Ventura County Resource Conservation District
Erosion Control Installation Guides
The Fire Recovery BMPs Program expended grant funds to purchase the following erosion control supplies for landowners in need:
In response to the Thomas Fire and subsequent rain events, the VCRCD was awarded "emergency" grant funds in January 2018 from the State Water Resources Control Board to reduce erosion on private and public lands impacted by wildfires within Ventura County, including the Santa Clara River and Ventura River Watersheds.
The project purchased erosion control materials such as straw, native seed, wattles, silt fencing, check dams, and other stormwater best management practices (BMPs) for installation in sensitive areas. The VCRCD prioritized projects and/or material needs based on potential water quality benefit, availability of appropriate qualified staff and equipment to perform the work, willingness of landowner to proceed with BMPs, and weather conditions. Approximately 2,560 acres in Ventura County were addressed through the program.
The Fire Recovery BMPs Program ended on March 31, 2018 and grant funds are no longer available.
Wildfire can cause severe soil erosion because it burns the vegetative layer within a given landscape. This layer consists of shrubs, forbs, grasses, trees, and litter, which reduce the intensity of severe storms on the ground below. Plant roots stabilize the soil, while stems and leaves help slow the rate of water, giving it more time to percolate into the soil. This type of soil protection is compromised after a fire.

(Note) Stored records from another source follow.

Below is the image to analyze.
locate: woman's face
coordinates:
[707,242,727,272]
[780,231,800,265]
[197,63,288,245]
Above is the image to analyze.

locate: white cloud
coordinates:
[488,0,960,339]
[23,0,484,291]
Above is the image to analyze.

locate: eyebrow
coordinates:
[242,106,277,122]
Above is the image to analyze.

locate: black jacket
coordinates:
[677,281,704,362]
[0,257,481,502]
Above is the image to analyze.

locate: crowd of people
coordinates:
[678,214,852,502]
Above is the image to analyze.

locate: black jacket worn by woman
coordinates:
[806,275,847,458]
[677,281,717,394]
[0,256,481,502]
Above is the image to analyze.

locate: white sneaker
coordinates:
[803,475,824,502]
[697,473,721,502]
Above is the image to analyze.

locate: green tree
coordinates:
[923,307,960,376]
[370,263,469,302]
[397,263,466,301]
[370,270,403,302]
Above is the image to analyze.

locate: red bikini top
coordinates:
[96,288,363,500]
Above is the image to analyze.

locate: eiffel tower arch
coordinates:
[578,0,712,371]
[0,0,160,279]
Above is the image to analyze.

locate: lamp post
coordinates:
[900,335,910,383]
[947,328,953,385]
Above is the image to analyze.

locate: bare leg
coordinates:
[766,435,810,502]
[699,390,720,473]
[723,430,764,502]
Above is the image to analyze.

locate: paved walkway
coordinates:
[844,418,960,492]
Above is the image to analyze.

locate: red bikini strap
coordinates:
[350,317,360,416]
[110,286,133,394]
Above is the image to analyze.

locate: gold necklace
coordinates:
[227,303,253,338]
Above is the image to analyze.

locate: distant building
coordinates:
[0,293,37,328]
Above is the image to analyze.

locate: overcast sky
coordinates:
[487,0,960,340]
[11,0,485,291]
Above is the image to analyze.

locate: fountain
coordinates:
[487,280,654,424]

Following a rain event, erosion potential on fire-impacted land is even greater. The loss of a vegetative layer, coupled with rainy weather can sometimes lead to flooding and debris/mudflows. Erosion can occur immediately after a fire, and can also continue over several years. There are a few methods of erosion control to consider; however, each property has its own set of characteristics and may require particular erosion controls over others.